Hi -

>>     Hi -
>>
>>     I'm very impressed with roundcube and would like to suggest it as our
>>     replacement webbmail platform at work.  Great project!
>>
>>     I was wondering whether there is any interest in a PHP 5.1-only
>> version
>>     of this software.  I would be very willing to help port the
>> software to
>>     PHP5, using exceptions, PDO, etc., since I will most probably be
>> doing
>>     an in-depth code review anyway.  Is there any interest in a PHP5-only
>>     branch?  From a developer perspective, I think it makes for a
>>     significantly more debuggable & maintainable (and, in some ways,
>> secure)
>>     codebase, but I understand there also are (a lot) of folks still
>> running
>>     PHP4.  (Not sure if many roundcube users are also running PHP4?)
>>
>>     Regards -
>>     Hans
>>
> It's already PHP 5 ready... look at the source code.  You've got the
> PHP5 OO class layout with __construct and such.  The only thing it
> doesn't have is the "public" or "private" spaces for functions and
> variables.

I am running it on PHP 5.1, so I know that it is PHP5-ready.  What I'm
suggesting is to change the architecture to make use of advanced PHP5
object model, PHP5 error handling, the new PDO db abstraction layer
(instead of DB or MDB2), and other things that are improved in PHP 5.1.
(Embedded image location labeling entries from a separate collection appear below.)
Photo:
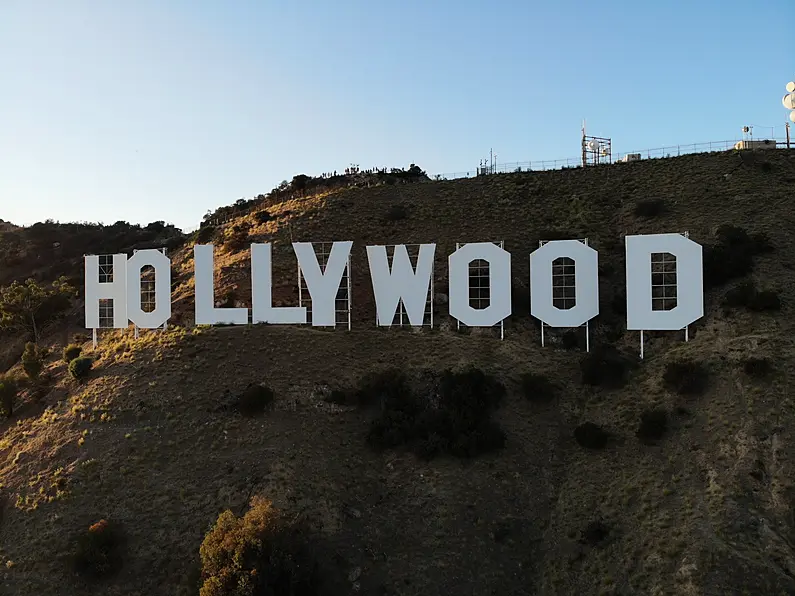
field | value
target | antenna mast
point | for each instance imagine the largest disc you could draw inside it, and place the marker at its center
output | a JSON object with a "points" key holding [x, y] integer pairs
{"points": [[789, 102]]}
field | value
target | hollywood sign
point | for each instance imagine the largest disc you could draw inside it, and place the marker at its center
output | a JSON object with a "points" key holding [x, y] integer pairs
{"points": [[409, 284]]}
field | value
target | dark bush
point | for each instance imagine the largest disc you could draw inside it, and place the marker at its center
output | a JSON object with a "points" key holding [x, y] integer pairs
{"points": [[520, 300], [733, 255], [594, 533], [31, 361], [757, 367], [98, 550], [537, 388], [264, 552], [604, 367], [454, 418], [650, 208], [205, 234], [238, 239], [591, 436], [686, 377], [765, 300], [71, 352], [570, 340], [746, 295], [263, 216], [618, 303], [80, 367], [741, 295], [254, 400], [379, 388], [8, 392], [396, 213], [653, 425]]}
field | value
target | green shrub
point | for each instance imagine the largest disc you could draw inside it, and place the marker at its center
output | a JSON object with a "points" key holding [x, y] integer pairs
{"points": [[8, 392], [255, 400], [80, 367], [71, 352], [98, 550], [264, 552], [686, 377], [32, 361]]}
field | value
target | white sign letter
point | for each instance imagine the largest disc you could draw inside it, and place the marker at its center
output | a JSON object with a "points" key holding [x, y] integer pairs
{"points": [[162, 266], [115, 290], [584, 277], [262, 310], [401, 283], [688, 284], [324, 285], [206, 312], [499, 284]]}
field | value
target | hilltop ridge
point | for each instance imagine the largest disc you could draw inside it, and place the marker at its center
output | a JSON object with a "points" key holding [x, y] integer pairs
{"points": [[675, 479]]}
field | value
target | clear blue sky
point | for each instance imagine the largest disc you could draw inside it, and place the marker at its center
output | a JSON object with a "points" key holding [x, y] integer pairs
{"points": [[160, 110]]}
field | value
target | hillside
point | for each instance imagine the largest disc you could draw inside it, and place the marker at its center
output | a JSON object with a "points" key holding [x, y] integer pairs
{"points": [[703, 503]]}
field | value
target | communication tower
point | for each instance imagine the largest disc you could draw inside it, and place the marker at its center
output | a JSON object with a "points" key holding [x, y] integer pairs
{"points": [[488, 166], [789, 102], [595, 150]]}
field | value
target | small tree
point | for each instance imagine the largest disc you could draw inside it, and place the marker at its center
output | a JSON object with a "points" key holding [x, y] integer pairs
{"points": [[80, 367], [71, 352], [8, 391], [32, 361], [24, 308]]}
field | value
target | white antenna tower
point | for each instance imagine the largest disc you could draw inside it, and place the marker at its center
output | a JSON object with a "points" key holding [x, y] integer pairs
{"points": [[789, 102]]}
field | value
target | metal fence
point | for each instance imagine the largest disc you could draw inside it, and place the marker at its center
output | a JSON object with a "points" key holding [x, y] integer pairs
{"points": [[574, 162]]}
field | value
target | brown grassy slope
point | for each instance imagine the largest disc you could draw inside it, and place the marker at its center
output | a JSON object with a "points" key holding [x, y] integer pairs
{"points": [[706, 511]]}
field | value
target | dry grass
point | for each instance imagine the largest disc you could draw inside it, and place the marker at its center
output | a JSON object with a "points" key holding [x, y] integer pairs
{"points": [[706, 510]]}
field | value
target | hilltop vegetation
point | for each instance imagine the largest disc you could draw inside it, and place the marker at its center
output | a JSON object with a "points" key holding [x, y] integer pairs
{"points": [[237, 460]]}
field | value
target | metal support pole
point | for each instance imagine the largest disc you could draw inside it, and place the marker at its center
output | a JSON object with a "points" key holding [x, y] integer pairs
{"points": [[641, 345], [432, 291], [350, 291], [587, 336]]}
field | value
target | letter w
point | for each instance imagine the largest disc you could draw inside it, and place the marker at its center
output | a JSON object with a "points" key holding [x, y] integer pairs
{"points": [[401, 283]]}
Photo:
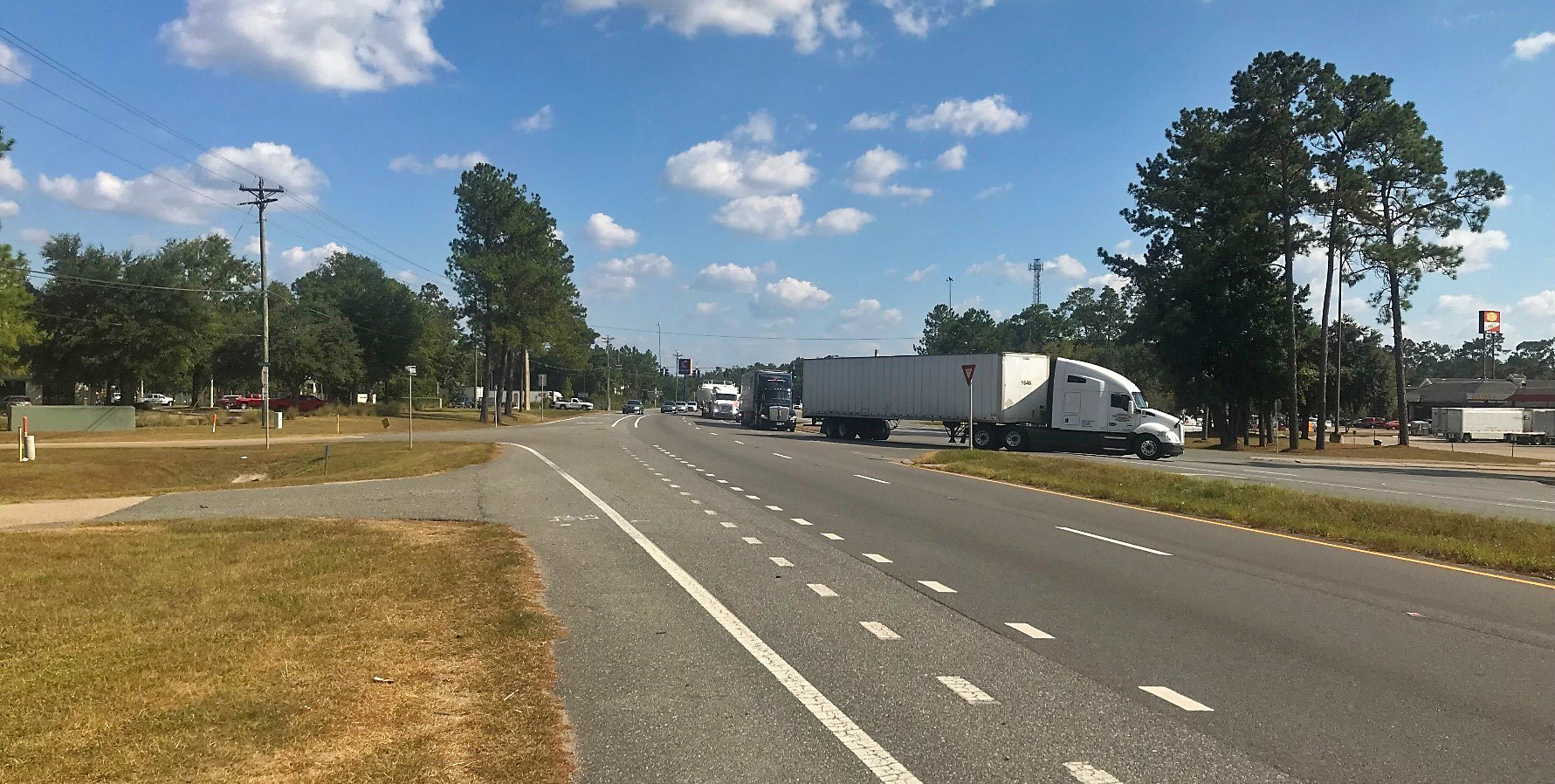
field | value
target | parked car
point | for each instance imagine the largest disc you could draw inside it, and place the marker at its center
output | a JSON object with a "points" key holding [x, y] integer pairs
{"points": [[302, 403]]}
> Also, since PHP5 is such a waste (as PHP6 will come out soon enough in
> like '07-ish) there's no need to do it.  RC is much better to be as
> compatible as possible (which it is now) with most versions of PHP
> rather than funneling down to only one version, and having two separate
> code bases for the same project.

I disagree that PHP5 is a "waste", as it provides huge improvements in
OO over PHP4, but I can certainly see the point that RC needs to be
compatible w/ PHP4 + PHP5 for maximum market.

> What you're asking just isn't feasible.  I'm sure that if you wanted to
> make your own installation PHP5 only, that's fine, but for RC
> distribution purposes, it should be 4/5 compatible and not one or the
> other.  But that's just my opinion.

Yes, obviously this would need to be something that RC team wanted to
do.  If you represent that team, then I understand the answer to be "no" :)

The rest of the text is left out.